Only the feature generation stage, using the discrete Gabor transform, is applied to the entire dataset. All other calculations are unique and fold-dependent. In this study, for the 1-s trials each DBI matrix has a dimension of 4096 × 32 (64 frequency-bands, 64 channels, 32 time-steps). Based on the DBI, features are ranked and sorted in order of importance. The indexes of the most valuable 4000 features are saved, and these features used for training the classification object. This filtering approach for feature selection reduces the dimensionality of the feature space by 97%, with acceptable computational cost. The 312 ms trials use the same analysis pipeline as 1-s trials. For 64 channels, the dimension of the DBI matrix for 312 ms trials is 4096 × 10 (64 frequency bands, 64 channels, 10 time-steps).

Pseudo-Linear discriminant analysis was applied for classification, as it consistently out-performed all other supervised machine learning methods, for EEG recorded covert speech data [54]. Compared to the training process, the computational cost of testing is negligible.

Results

The true positive rates of one word vs. all, are generated by a standard ten-fold cross validation method. Figure 7 presents these values for 1-s epochs, and for 312 ms epochs. By eliminating the covert articulation stage from trials, the relative contribution of Motor Imagery of speech and linguistic processing stages, in classification accuracy can be determined.
Fig. 7

The true positive rates of one word vs. all, estimated by a ten-fold cross validation method. Eliminating the covert articulation stage from analysis has less than 2% effect on grand average classification accuracy.

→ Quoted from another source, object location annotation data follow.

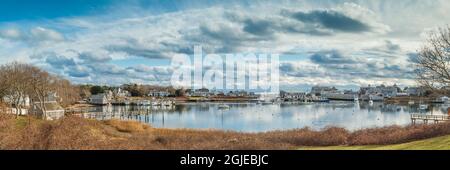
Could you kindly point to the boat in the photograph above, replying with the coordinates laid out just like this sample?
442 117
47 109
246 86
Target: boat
341 96
223 106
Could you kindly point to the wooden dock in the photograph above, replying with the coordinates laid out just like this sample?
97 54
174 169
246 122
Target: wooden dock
425 118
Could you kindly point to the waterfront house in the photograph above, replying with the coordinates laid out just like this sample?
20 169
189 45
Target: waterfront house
382 90
119 92
24 101
53 110
99 99
157 93
203 92
415 91
292 96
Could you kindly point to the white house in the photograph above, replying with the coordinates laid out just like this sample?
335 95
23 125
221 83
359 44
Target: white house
99 99
119 92
53 110
415 91
156 93
320 90
25 101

Considering the Wilcoxon p value of 0.9269, compared to the high-Gamma linguistic processing stages, the contribution of motor imagery of articulation in class separation of covert speech tasks from EEG data is negligible

The Wilcoxon rank-sum test on both columns returns a p value of 0.9269. By using 312 ms trials instead of 1-s trials to exclude covert articulation, the computational cost is reduced to one third, with less than 2% penalty in classification accuracy. During covert speech, the language motor regions are suppressed, but not completely deactivated [23]. As a result, during the covert articulation stage, there will be minute involuntary muscle movements related to each phonemic structure, which will create class-related, high-Gamma Myoelectric artefacts. The 312 ms trials are complete before the covert articulation stage begins (~500 ms post onset) and are guaranteed to be free from class-related EMG. Possible involuntary early muscle ticks (i.e. lip movements ~160 ms after cue) can cause significant EMG contamination. The CCA algorithm used here, only removes such artefacts from the first 400 ms of data (312 ms trials included) [55].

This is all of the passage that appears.